While brand names are important in all industries, it is particularly important for pharmaceutical products. Interestingly, it is not just the drug that gets a name; often pharma companies rename the conditions for which the drug is prescribed. For example, urinary incontinence became an overactive bladder for the drug Detrol; female facial hirsutism became unwanted facial hair for the drug Vaniqa. Changing the name apparently has a tremendous influence on the way the people perceive the disease and the offered cure.
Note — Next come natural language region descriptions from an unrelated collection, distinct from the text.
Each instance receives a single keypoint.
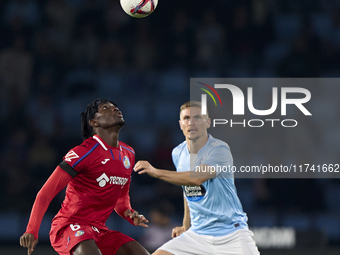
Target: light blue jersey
(215, 208)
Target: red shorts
(65, 239)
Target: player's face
(108, 115)
(193, 124)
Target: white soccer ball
(139, 8)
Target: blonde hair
(192, 104)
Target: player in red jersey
(98, 175)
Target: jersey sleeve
(76, 160)
(55, 183)
(220, 157)
(175, 157)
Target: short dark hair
(88, 114)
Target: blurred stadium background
(58, 55)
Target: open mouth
(192, 130)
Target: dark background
(58, 55)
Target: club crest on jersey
(126, 162)
(79, 233)
(71, 155)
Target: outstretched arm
(55, 183)
(188, 178)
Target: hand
(145, 167)
(138, 219)
(177, 231)
(27, 241)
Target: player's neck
(195, 145)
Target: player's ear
(208, 120)
(93, 123)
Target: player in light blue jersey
(214, 221)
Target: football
(138, 8)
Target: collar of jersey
(103, 143)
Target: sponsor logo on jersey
(105, 160)
(104, 179)
(194, 193)
(80, 233)
(71, 155)
(126, 162)
(95, 229)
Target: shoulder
(85, 147)
(124, 146)
(217, 144)
(179, 148)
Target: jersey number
(74, 227)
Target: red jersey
(101, 175)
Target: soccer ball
(138, 8)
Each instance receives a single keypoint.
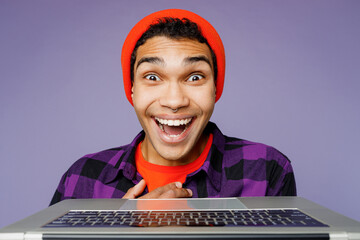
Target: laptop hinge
(339, 236)
(185, 236)
(33, 236)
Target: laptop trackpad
(183, 204)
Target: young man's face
(168, 75)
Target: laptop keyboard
(244, 218)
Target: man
(173, 64)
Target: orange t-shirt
(158, 175)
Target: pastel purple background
(292, 81)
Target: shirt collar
(213, 163)
(126, 161)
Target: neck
(151, 155)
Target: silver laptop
(217, 218)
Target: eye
(194, 78)
(152, 77)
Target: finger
(136, 190)
(156, 193)
(177, 193)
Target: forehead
(162, 46)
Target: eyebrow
(195, 59)
(154, 60)
(160, 61)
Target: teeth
(176, 122)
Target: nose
(174, 96)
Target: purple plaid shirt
(233, 168)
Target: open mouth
(173, 128)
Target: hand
(171, 190)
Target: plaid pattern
(233, 168)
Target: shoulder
(237, 149)
(94, 163)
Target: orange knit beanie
(207, 30)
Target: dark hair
(173, 28)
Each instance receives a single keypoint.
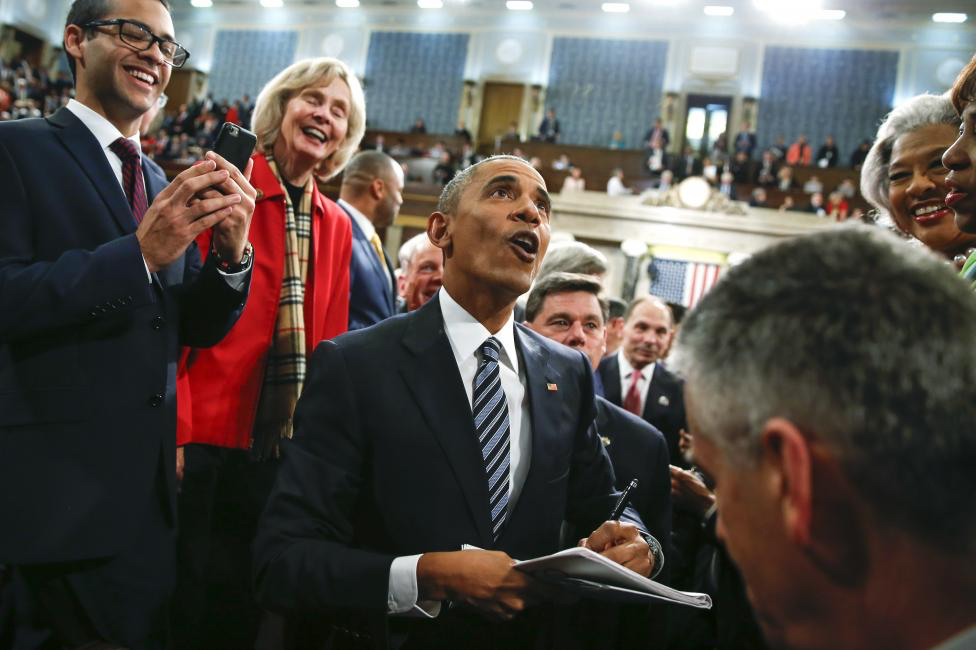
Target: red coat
(218, 388)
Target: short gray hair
(410, 248)
(451, 194)
(573, 257)
(559, 282)
(880, 366)
(919, 111)
(269, 109)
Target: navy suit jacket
(88, 347)
(371, 298)
(386, 464)
(664, 407)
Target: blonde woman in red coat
(309, 119)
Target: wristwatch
(231, 267)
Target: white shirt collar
(466, 333)
(103, 130)
(361, 220)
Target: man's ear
(789, 477)
(74, 43)
(439, 232)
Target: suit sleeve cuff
(402, 596)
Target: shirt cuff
(402, 597)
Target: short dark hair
(83, 12)
(559, 282)
(964, 89)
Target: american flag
(682, 282)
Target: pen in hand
(622, 501)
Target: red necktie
(632, 401)
(132, 180)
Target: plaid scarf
(285, 372)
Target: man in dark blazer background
(655, 393)
(100, 284)
(371, 194)
(386, 479)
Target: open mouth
(525, 244)
(141, 75)
(930, 212)
(314, 133)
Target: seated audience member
(689, 164)
(837, 206)
(421, 268)
(834, 552)
(574, 257)
(784, 178)
(244, 390)
(816, 205)
(351, 522)
(727, 186)
(758, 198)
(859, 154)
(799, 153)
(444, 170)
(549, 128)
(813, 185)
(462, 132)
(574, 182)
(666, 182)
(745, 141)
(635, 379)
(371, 195)
(766, 174)
(903, 177)
(615, 325)
(615, 186)
(828, 154)
(567, 308)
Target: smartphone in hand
(235, 144)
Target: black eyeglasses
(140, 38)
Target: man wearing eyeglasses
(100, 283)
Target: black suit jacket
(371, 296)
(664, 407)
(385, 463)
(88, 347)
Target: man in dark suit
(101, 284)
(371, 194)
(447, 426)
(633, 378)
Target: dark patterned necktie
(492, 426)
(132, 180)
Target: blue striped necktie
(491, 424)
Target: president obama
(447, 426)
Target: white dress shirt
(368, 231)
(466, 334)
(626, 370)
(106, 133)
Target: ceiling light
(718, 10)
(832, 14)
(949, 18)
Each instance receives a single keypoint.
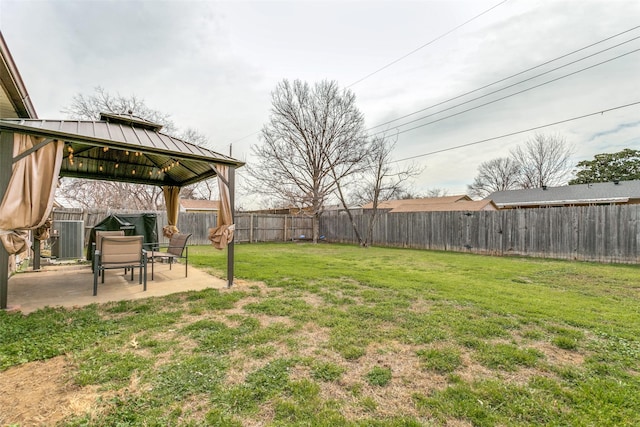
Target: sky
(212, 65)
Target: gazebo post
(231, 246)
(6, 169)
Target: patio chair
(97, 245)
(120, 252)
(176, 249)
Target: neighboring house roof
(14, 98)
(460, 205)
(434, 204)
(569, 195)
(391, 204)
(199, 205)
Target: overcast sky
(212, 66)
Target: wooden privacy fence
(591, 233)
(250, 228)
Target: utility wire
(427, 44)
(517, 74)
(517, 132)
(502, 98)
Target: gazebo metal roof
(123, 147)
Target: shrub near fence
(590, 233)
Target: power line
(517, 132)
(517, 74)
(502, 98)
(427, 44)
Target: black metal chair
(120, 252)
(176, 249)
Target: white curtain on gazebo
(29, 196)
(222, 235)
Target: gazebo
(34, 153)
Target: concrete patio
(71, 285)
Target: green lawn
(336, 335)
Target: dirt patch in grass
(41, 393)
(558, 356)
(395, 398)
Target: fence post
(250, 228)
(284, 229)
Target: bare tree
(119, 195)
(498, 174)
(379, 180)
(543, 161)
(314, 138)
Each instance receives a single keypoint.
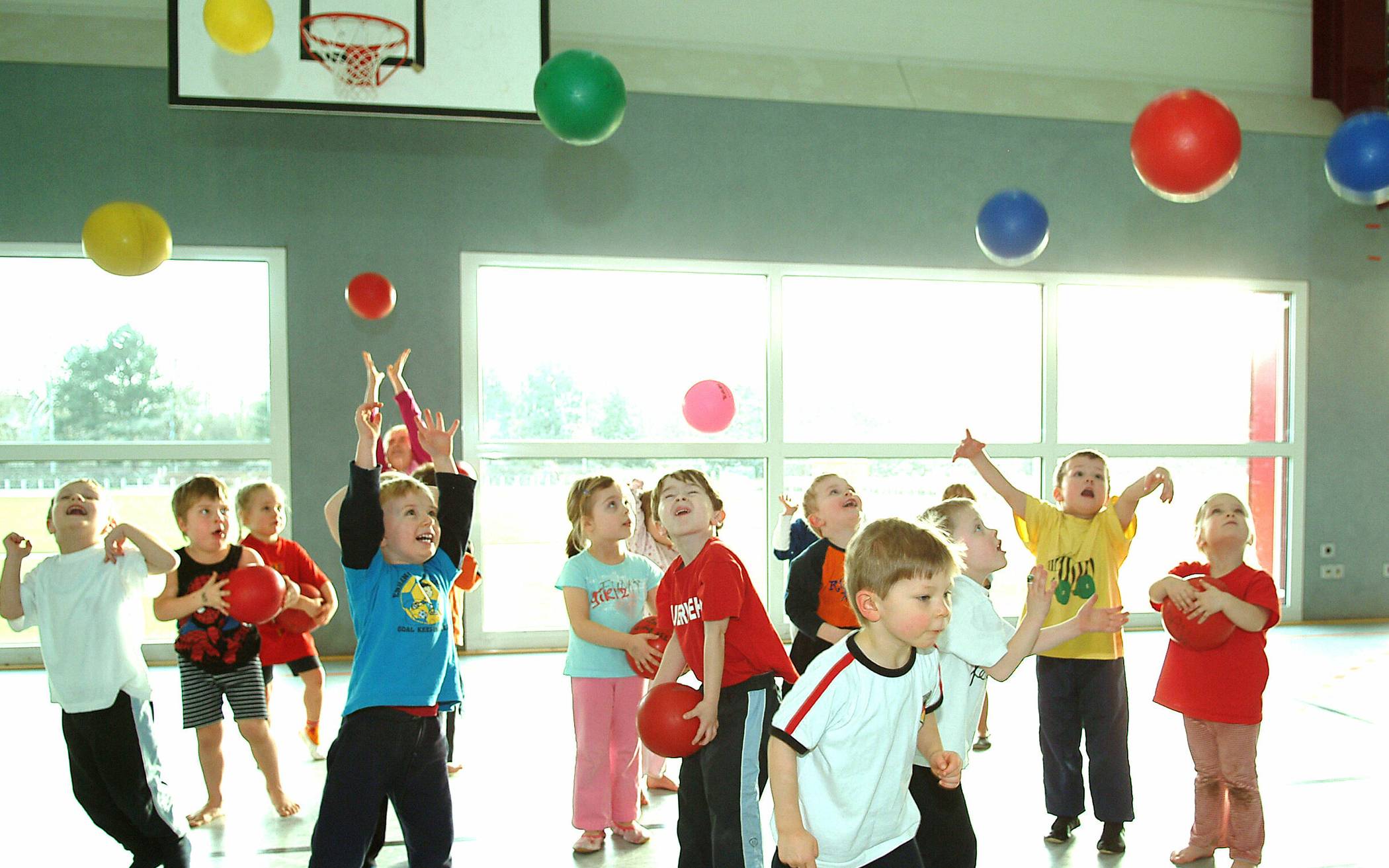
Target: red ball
(1188, 632)
(660, 720)
(255, 594)
(1185, 145)
(370, 295)
(296, 620)
(649, 625)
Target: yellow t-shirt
(1085, 556)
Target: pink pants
(605, 739)
(1230, 811)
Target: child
(650, 541)
(1081, 684)
(977, 646)
(709, 603)
(849, 728)
(260, 507)
(790, 536)
(87, 602)
(217, 653)
(605, 596)
(400, 553)
(816, 600)
(1220, 692)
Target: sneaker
(1062, 830)
(589, 842)
(632, 834)
(1112, 841)
(310, 738)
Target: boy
(709, 603)
(217, 654)
(852, 724)
(87, 602)
(1081, 684)
(816, 600)
(400, 555)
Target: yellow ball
(127, 238)
(242, 26)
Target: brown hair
(196, 489)
(890, 550)
(1082, 453)
(577, 506)
(689, 477)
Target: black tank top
(207, 638)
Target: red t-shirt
(288, 557)
(1226, 684)
(716, 586)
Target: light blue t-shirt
(617, 600)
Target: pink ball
(709, 406)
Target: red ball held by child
(1188, 632)
(255, 595)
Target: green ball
(579, 97)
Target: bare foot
(1189, 855)
(284, 805)
(661, 783)
(206, 814)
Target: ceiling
(1070, 59)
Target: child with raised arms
(606, 592)
(1220, 692)
(723, 631)
(88, 603)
The name game in pharmaceuticals received a big boost in 1997, when the FDA in the US changed its rules regarding the advertising and promotion of prescription drugs to the general public. With patients becoming more aware of the names of prescription drugs, and even asking doctors to prescribe a specific brand, drugs began to be sold not just on their curative properties, but also on their brand image. Consequently, with the kind of importance the author imputes to the name in creating a winning brand, the name given to the drug became critical - no doubt bringing great joy to branding and naming consultancies around the world.
Interestingly, a drug has three names. A chemical name, in accordance with rules and conventions used in naming organic molecules; a generic name, which may be given by the firm which develops the drug, but will not belong to the firm; and the brand name, which is the property of the pharma company. As the naming consultancies have it, the brand names are chosen with great care, after many hours of focus group interviews with potential users and doctors. The name Viagra was supposedly developed through a similar process, with the Vi implying vitality, vigor and virility, and Agra being a word-part meaning
'catch' or 'grasp'. The However, the author provides a twist in the tale. Almost as an aside, he mentions that Wood Worldwide, the firm that developed the name, initially developed it for use with a drug to treat kidney problems. So much, then, for the sanctity and rigor of the naming process. FDA guidelines place severe limitations of the names that can be used. The guidelines prohibit names which are orthographically or phonetically similar to existing drugs.